The lighter side of Flight International.

Goose kidding who?

Emirates’ decision to use a Canada Goose as its brand ambassador is an eyebrow-raiser, given the species’ notoriety in the annals of birdstrike history, but the Dubai-based airline is also being mercilessly ribbed over its advertising by fellow goose buff Air New Zealand.

If you take a gander at the Emirates promotion, you will see it shows a Canada Goose – apparently named Gerry – relaxing on board an Airbus A380 while the rest of the flock wearily follows in-trail.

Gerry the Goose

Source: Emirates

Would a goose prefer Emirates or Air New Zealand?

But Air New Zealand has responded with its own advert, featuring its long-running ‘Dave the Goose’ character, who seems to be in a flap over Gerry’s choice of conveyance.

“I have finally convinced my old mate Gerry to stop doing his own flying, like me,” he says. “Only problem is, he got the wrong airline. What are you doing on Emirates, Gerry?”

Presumably the inclusion of geese rather than, say, the falcon or kiwi, is all to do with long-distance travel, but you have to wonder why neither airline went with the undisputed king of long-haul flight, the Arctic tern. If only because, in their tit-for-tat over bird-related advertising, they could claim that one good tern deserved another.

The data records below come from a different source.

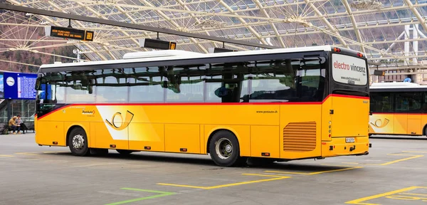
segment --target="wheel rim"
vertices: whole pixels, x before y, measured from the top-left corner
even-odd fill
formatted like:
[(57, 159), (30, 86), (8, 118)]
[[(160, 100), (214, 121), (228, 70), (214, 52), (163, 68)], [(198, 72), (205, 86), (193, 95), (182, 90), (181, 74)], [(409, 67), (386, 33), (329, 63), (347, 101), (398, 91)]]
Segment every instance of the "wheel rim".
[(226, 159), (233, 154), (233, 144), (228, 139), (221, 138), (215, 144), (215, 150), (219, 158)]
[(81, 149), (85, 146), (85, 139), (83, 136), (78, 134), (73, 137), (73, 147), (76, 149)]

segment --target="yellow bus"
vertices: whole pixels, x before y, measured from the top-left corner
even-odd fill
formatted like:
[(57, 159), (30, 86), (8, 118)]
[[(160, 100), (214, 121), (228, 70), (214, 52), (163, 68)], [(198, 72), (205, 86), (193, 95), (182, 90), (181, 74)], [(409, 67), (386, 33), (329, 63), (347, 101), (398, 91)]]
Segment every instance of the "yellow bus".
[(427, 135), (427, 86), (374, 83), (370, 92), (369, 135)]
[(224, 167), (369, 153), (363, 53), (324, 46), (123, 58), (43, 65), (36, 143), (77, 156), (210, 154)]

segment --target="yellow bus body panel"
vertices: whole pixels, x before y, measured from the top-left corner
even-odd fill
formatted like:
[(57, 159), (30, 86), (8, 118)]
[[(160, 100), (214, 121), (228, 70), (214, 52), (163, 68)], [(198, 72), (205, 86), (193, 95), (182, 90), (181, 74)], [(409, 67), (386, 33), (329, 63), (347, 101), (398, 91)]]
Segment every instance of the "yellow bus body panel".
[(423, 135), (427, 115), (418, 113), (373, 113), (369, 134)]
[[(92, 148), (207, 154), (209, 137), (226, 130), (236, 136), (244, 157), (296, 159), (357, 154), (369, 149), (369, 112), (362, 100), (368, 100), (332, 96), (315, 103), (70, 105), (36, 118), (36, 141), (66, 146), (70, 129), (80, 126)], [(339, 107), (345, 104), (352, 107)], [(354, 115), (338, 116), (364, 130), (340, 127), (344, 124), (335, 121), (336, 112), (329, 112), (332, 109)], [(355, 142), (330, 137), (331, 120), (332, 133), (355, 137)], [(357, 149), (350, 152), (353, 145)], [(336, 148), (330, 151), (330, 146)]]

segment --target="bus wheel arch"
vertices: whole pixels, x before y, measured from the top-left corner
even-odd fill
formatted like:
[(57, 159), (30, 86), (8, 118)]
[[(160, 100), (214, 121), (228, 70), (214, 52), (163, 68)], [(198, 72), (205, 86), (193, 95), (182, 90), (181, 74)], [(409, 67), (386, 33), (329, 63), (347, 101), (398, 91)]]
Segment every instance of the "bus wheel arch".
[(424, 125), (424, 127), (423, 127), (423, 135), (427, 136), (427, 124)]
[(232, 167), (246, 162), (240, 156), (240, 144), (237, 136), (226, 129), (212, 132), (208, 139), (206, 152), (215, 164), (221, 167)]
[(87, 156), (90, 153), (88, 135), (79, 125), (71, 126), (67, 131), (67, 146), (75, 156)]

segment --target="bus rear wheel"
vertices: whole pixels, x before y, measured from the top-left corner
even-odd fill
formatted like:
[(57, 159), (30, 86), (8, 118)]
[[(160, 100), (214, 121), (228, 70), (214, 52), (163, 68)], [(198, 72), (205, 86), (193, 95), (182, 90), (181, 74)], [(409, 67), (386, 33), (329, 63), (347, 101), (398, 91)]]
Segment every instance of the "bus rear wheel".
[(71, 154), (75, 156), (86, 156), (89, 154), (88, 136), (82, 127), (73, 128), (68, 136), (68, 147)]
[(209, 152), (214, 162), (221, 167), (232, 167), (241, 163), (238, 141), (228, 131), (219, 131), (211, 139)]

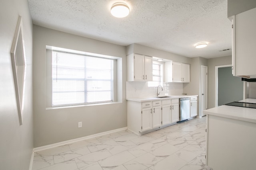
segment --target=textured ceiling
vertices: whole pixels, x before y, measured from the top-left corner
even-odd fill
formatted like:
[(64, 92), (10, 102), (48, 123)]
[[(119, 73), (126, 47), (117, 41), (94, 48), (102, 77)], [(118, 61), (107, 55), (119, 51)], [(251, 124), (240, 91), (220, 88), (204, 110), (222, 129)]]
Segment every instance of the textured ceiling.
[[(189, 57), (231, 55), (227, 0), (28, 0), (34, 24), (122, 45), (133, 43)], [(115, 2), (130, 13), (118, 18)], [(208, 45), (196, 49), (197, 43)]]

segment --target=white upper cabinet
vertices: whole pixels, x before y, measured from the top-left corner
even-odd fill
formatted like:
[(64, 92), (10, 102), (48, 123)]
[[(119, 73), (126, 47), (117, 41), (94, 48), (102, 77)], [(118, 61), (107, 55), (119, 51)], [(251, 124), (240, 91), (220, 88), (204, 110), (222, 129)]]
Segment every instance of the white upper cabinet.
[(172, 61), (166, 62), (165, 82), (190, 82), (190, 65)]
[(172, 82), (182, 82), (182, 63), (172, 62)]
[(190, 81), (190, 65), (188, 64), (182, 64), (182, 82), (188, 83)]
[(127, 56), (127, 81), (152, 81), (153, 59), (137, 54)]
[(256, 78), (256, 8), (239, 14), (232, 20), (233, 75)]

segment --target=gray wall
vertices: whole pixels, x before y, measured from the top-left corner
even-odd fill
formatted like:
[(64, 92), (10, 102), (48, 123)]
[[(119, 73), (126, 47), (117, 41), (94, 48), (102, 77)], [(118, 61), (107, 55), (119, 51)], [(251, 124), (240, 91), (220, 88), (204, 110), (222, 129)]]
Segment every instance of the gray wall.
[[(46, 109), (46, 45), (122, 57), (122, 102)], [(33, 49), (35, 147), (127, 127), (125, 47), (34, 25)]]
[(215, 66), (232, 64), (232, 56), (208, 59), (208, 109), (214, 107), (215, 103)]
[(243, 100), (244, 83), (233, 76), (232, 67), (218, 69), (218, 106)]
[(190, 82), (183, 83), (183, 93), (198, 95), (198, 115), (201, 116), (201, 66), (207, 66), (207, 59), (201, 57), (192, 58), (190, 64)]
[[(27, 0), (0, 5), (0, 169), (29, 169), (33, 145), (32, 25)], [(10, 52), (19, 15), (22, 17), (27, 61), (23, 124), (20, 125)]]
[(255, 0), (228, 0), (228, 17), (256, 8)]

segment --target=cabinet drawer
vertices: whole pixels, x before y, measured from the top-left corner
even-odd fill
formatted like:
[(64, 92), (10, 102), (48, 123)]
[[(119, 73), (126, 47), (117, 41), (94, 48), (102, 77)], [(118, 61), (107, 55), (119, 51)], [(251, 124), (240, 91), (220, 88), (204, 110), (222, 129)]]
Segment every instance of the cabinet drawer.
[(152, 106), (151, 102), (142, 102), (142, 108), (151, 107)]
[(197, 100), (197, 97), (190, 97), (190, 101), (196, 101)]
[(168, 99), (168, 100), (163, 100), (162, 101), (162, 105), (171, 105), (171, 100)]
[(153, 101), (153, 106), (161, 106), (161, 100), (158, 100), (156, 101)]
[(179, 99), (172, 99), (172, 104), (176, 104), (179, 103)]

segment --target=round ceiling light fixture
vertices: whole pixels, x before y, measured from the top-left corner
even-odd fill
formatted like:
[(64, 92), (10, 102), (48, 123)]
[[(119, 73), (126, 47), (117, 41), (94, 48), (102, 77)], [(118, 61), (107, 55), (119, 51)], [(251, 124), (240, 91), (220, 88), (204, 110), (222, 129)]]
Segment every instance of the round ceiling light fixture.
[(125, 17), (129, 14), (130, 9), (124, 3), (117, 2), (113, 4), (110, 11), (113, 16), (121, 18)]
[(207, 43), (206, 42), (202, 42), (201, 43), (198, 43), (196, 44), (196, 48), (197, 49), (200, 49), (201, 48), (205, 47), (207, 46)]

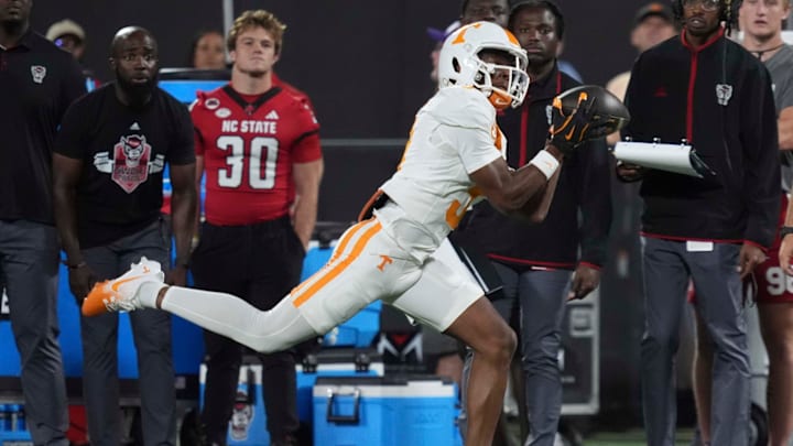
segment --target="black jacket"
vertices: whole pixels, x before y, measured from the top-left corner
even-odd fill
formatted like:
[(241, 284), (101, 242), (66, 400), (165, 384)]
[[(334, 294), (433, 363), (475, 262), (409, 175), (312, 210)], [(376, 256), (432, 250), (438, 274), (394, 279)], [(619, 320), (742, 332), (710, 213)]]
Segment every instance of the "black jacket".
[[(526, 164), (543, 150), (554, 96), (578, 85), (554, 67), (546, 78), (532, 79), (519, 109), (498, 116), (499, 127), (507, 135), (507, 161), (511, 166)], [(561, 269), (576, 266), (580, 244), (580, 262), (601, 266), (606, 262), (611, 225), (608, 156), (601, 139), (565, 159), (544, 222), (530, 225), (506, 217), (485, 200), (468, 213), (467, 220), (452, 239), (463, 246), (474, 246), (498, 262)]]
[(698, 50), (675, 36), (637, 59), (626, 104), (631, 122), (624, 135), (687, 139), (716, 172), (696, 178), (648, 171), (641, 186), (645, 236), (771, 246), (780, 165), (771, 79), (762, 63), (721, 33)]

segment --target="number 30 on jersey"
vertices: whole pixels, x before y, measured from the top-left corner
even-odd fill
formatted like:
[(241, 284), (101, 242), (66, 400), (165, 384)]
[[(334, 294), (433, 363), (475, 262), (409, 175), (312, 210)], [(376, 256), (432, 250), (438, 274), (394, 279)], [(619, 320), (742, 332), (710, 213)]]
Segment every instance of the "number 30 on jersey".
[(248, 171), (250, 188), (273, 188), (278, 163), (278, 140), (265, 137), (251, 139), (250, 153), (247, 156), (245, 144), (246, 141), (242, 137), (222, 135), (217, 139), (217, 148), (226, 152), (227, 164), (227, 167), (218, 170), (218, 186), (228, 188), (242, 186), (245, 172)]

Meanwhile, Emirates is offering its regular customers “free tickets to the future” – a chance to win a trip that includes a visit to the city’s new museum dedicated to “innovative and futuristic ideologies, services, and products”.

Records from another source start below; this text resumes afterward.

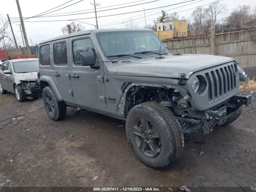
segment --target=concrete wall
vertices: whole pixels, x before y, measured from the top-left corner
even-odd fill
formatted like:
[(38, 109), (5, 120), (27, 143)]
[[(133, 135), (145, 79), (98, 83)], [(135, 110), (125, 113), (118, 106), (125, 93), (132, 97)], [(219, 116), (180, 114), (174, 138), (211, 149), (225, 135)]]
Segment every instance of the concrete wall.
[(234, 58), (240, 66), (256, 66), (256, 29), (163, 42), (172, 54), (210, 54), (212, 38), (216, 55)]

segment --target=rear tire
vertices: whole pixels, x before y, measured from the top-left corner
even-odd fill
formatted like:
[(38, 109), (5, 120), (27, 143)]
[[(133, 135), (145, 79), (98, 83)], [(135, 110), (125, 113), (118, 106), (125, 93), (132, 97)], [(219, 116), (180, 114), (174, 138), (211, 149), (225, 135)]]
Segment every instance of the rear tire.
[(241, 107), (236, 111), (236, 114), (234, 116), (231, 117), (228, 119), (227, 119), (224, 122), (224, 123), (219, 124), (218, 125), (219, 126), (224, 126), (224, 125), (227, 125), (230, 123), (235, 121), (236, 119), (239, 117), (240, 115), (242, 113), (242, 111), (243, 111), (242, 107)]
[(139, 104), (130, 110), (126, 132), (135, 154), (154, 168), (168, 166), (183, 150), (183, 134), (177, 118), (168, 108), (155, 102)]
[(44, 89), (43, 100), (47, 114), (55, 121), (63, 119), (67, 113), (67, 106), (63, 102), (57, 101), (55, 96), (49, 86)]
[(16, 98), (19, 102), (23, 102), (26, 100), (26, 95), (21, 86), (15, 85), (14, 93), (15, 96), (16, 96)]
[(4, 88), (2, 85), (2, 84), (0, 83), (0, 93), (1, 94), (5, 94), (7, 92), (7, 91), (4, 90)]

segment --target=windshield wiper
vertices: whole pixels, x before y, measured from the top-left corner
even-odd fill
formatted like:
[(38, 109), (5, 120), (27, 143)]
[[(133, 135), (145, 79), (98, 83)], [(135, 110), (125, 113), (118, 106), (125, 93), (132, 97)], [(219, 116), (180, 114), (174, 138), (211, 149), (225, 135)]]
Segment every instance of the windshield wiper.
[(164, 54), (162, 53), (157, 53), (156, 52), (154, 52), (154, 51), (142, 51), (141, 52), (136, 52), (134, 53), (134, 54), (139, 54), (140, 53), (144, 54), (144, 53), (154, 53), (155, 54), (158, 54), (158, 55), (163, 55)]
[(130, 54), (119, 54), (117, 55), (108, 55), (107, 56), (108, 57), (122, 57), (123, 56), (130, 56), (131, 57), (136, 57), (136, 58), (138, 58), (139, 59), (141, 59), (141, 57), (135, 56), (135, 55), (130, 55)]

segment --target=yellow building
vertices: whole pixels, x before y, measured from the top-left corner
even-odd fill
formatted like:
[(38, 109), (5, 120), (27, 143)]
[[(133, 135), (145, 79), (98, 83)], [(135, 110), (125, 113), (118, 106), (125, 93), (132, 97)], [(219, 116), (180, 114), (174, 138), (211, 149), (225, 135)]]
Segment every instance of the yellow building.
[(156, 35), (162, 40), (171, 39), (174, 37), (186, 37), (188, 26), (186, 20), (174, 20), (172, 21), (156, 24), (158, 31)]

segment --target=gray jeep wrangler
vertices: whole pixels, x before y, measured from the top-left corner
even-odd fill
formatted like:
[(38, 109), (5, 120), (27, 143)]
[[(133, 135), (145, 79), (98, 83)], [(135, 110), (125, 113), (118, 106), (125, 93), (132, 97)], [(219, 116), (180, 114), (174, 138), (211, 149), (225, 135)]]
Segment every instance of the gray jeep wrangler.
[(236, 120), (251, 100), (236, 95), (245, 76), (234, 59), (172, 55), (150, 30), (85, 31), (39, 47), (50, 118), (63, 118), (72, 106), (126, 120), (132, 150), (156, 168), (179, 157), (184, 134), (209, 134)]

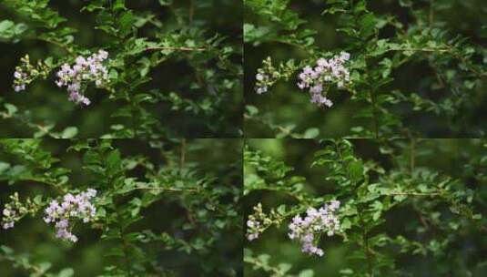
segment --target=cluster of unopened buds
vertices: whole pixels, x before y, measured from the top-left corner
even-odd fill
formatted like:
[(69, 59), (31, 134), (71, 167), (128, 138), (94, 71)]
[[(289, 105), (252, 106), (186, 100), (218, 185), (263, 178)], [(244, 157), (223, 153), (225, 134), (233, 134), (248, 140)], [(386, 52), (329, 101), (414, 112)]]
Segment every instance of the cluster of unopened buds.
[(256, 93), (263, 94), (268, 92), (269, 87), (273, 86), (278, 80), (288, 79), (292, 76), (293, 62), (286, 64), (280, 63), (278, 66), (272, 64), (272, 59), (268, 56), (262, 62), (262, 67), (257, 70), (256, 75)]
[(274, 222), (279, 222), (276, 212), (271, 210), (270, 214), (267, 215), (262, 210), (262, 204), (259, 203), (254, 207), (254, 213), (249, 215), (247, 221), (247, 239), (249, 241), (259, 239), (260, 233)]
[(301, 243), (304, 253), (322, 256), (324, 251), (318, 247), (320, 236), (322, 232), (332, 236), (340, 231), (340, 221), (336, 215), (339, 208), (340, 201), (332, 200), (319, 210), (309, 208), (304, 218), (295, 216), (289, 226), (289, 238)]
[(81, 220), (84, 223), (94, 221), (96, 209), (92, 200), (96, 196), (96, 190), (88, 189), (78, 194), (66, 194), (60, 203), (52, 200), (45, 210), (44, 221), (55, 224), (56, 238), (76, 242), (77, 237), (71, 232), (70, 223), (75, 220)]
[(70, 67), (64, 64), (57, 72), (57, 87), (67, 87), (69, 100), (77, 104), (89, 105), (91, 102), (82, 94), (82, 88), (86, 82), (95, 82), (96, 87), (101, 87), (108, 82), (108, 70), (103, 62), (108, 57), (108, 53), (100, 50), (88, 57), (76, 57), (75, 65)]
[(350, 71), (345, 67), (350, 57), (349, 53), (341, 52), (330, 59), (318, 59), (314, 67), (308, 66), (299, 73), (298, 87), (309, 90), (312, 103), (331, 107), (333, 102), (327, 97), (328, 89), (331, 84), (342, 88), (350, 83)]
[(6, 203), (2, 210), (2, 228), (5, 230), (14, 228), (16, 221), (26, 214), (35, 214), (38, 209), (39, 207), (30, 199), (22, 203), (18, 193), (14, 193), (10, 196), (10, 202)]
[(14, 72), (14, 90), (16, 92), (25, 90), (25, 86), (33, 79), (39, 76), (46, 77), (48, 67), (46, 64), (38, 61), (37, 66), (35, 67), (30, 63), (29, 56), (25, 55), (20, 59), (20, 66), (16, 67)]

It reminds us of the rather scathing apocryphal remark Australian pilots used to make when landing after a trans-Tasman flight: “Ladies and gentlemen, welcome to New Zealand. Please don’t forget to put your watches back 20 years.”

Sibling rivalry

Sister airlines they may be under the parentage of IAG, but there seems little love lost between British Airways and Vueling, if a recent Twitter exchange is anything to go by.

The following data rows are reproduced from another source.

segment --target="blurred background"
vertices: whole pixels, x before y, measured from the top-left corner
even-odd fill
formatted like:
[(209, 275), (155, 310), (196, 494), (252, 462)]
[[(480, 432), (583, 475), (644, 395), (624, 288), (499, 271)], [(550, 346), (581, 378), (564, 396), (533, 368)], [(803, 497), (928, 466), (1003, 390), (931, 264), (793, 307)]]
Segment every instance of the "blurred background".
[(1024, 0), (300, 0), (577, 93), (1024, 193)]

Responding to a Vueling passenger’s complaint on Twitter about a delay to the take-off of BA8073, and lack of communication from the airline, the Spanish airline posted: “Hello Robert, if the flight is operated by BA, please contact our colleagues directly.”

Its sibling’s curt correction, openly on the social media channel: “Hi Vueling, this flight isn’t operated by BA. It’s a codeshare operated by you.”

It’s all Boeing wrong

There is obviously not a Total Aviation Person in charge of Air France’s official online fleet photo gallery. One of the “Airbus A330s” looks very much like a Boeing 777.

Air France fleet typo

Source: Air France

Sheffield shuts… again

As Oscar Wilde almost said, for a city to lose one airport may be regarded as misfortune; to lose two in the course of a few years looks like carelessness. Sheffield will achieve that dubious accolade when the loss-making airport it shares with nearby Doncaster winds down in the next weeks. DSA lasted 14 years, three more than the ill-fated Sheffield City, which opened in 1997 in an attempt to emulate the capital’s Docklands business airport, and closed in 2008.

A big problem for DSA was that it is not that near Sheffield. Manchester, Leeds-Bradford and even East Midlands, all better served by airlines, are within 75min drive of the Yorkshire city.

Ian Goold

We are saddened to report the passing of Ian Goold, a former air transport editor with Flight International. Beginning his career as a British Aircraft Corporation apprentice at Brooklands, he worked on the Vickers Super VC10 and BAC One-Eleven programmes, as well as Concorde.

He switched professions in 1973, joining this magazine, where he spent 20 years. Until shortly before his death from cancer, aged 74, he was writing for a number of aerospace journals, and had his last bylined piece in Flight earlier this year – a retrospective on the de Havilland Comet.

An award-winning journalist who was as passionate about accuracy in reporting as he was about aircraft, he will be much missed by colleagues in the aviation media and wider industry.